Pagi itu, Bumi sedang duduk di ruang makan ketika Gilea keluar dari kamar. Pria itu tampak santai dengan secangkir kopi di tangannya, sementara ponsel tergeletak di meja.

“Hanya ada Bumi.” Batin Gilea, karena di saat itu dia tidak melihat Joanna di mana pun. “Apa Joana sudah pergi? Atau jangan-jangan dia tidak tinggal di sini?” Tanya Gilea membatin, hanya bisa menebak kemungkinan yang ada.

Gilea menarik napas dalam-dalam, mencoba mengumpulkan keberanian sebelum mendekat ke arah Bumi.

Gilea tahu dan pastinya masih ingat bahwa Bumi telah menyebutkan dengan jelas tentang kedudukannya di rumah tersebut. Sungguh, Gilea pun tidak tertarik menjadi nyonya di rumah pria sombong-kasar-arogan-bermulut sampah seperti Bumi.

Satu-satunya alasan Gilea berjalan mendekat ke arah Bumi adalah karena Gilea ingin meminta izin meninggalkan rumah itu sebentar karena dia harus membatalkan kontrak kerjanya yang baru saja dia terima.

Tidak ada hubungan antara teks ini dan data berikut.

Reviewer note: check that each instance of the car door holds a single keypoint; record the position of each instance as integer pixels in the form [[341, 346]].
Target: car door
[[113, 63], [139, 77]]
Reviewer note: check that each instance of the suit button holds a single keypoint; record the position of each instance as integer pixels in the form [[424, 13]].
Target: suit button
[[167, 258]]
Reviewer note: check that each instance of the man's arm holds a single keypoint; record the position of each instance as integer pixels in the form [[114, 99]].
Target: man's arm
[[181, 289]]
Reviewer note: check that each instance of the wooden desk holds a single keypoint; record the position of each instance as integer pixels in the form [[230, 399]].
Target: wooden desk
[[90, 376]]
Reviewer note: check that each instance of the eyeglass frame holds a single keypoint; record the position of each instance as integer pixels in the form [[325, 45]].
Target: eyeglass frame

Ya! Gilea baru saja diterima kerja di sebuah perusahan besar. Hanya saja Gilea kan tidak tahu jika sesaat setelah dia menandatangi kontrak kerja di perusahan tersebut, dia akan menikah dengan Bumi dan harus menjadi pelayan di rumah Bumi.

Jadi sesuai dengan prinsipnya, datang baik-baik maka keluar pun harus baik-baik. Maka Gilea berniat untuk mengundurkan diri baik-baik dari perusahan itu. Itulah mengapa Gilea ingin izin pada Bumi untuk keluar sebentar.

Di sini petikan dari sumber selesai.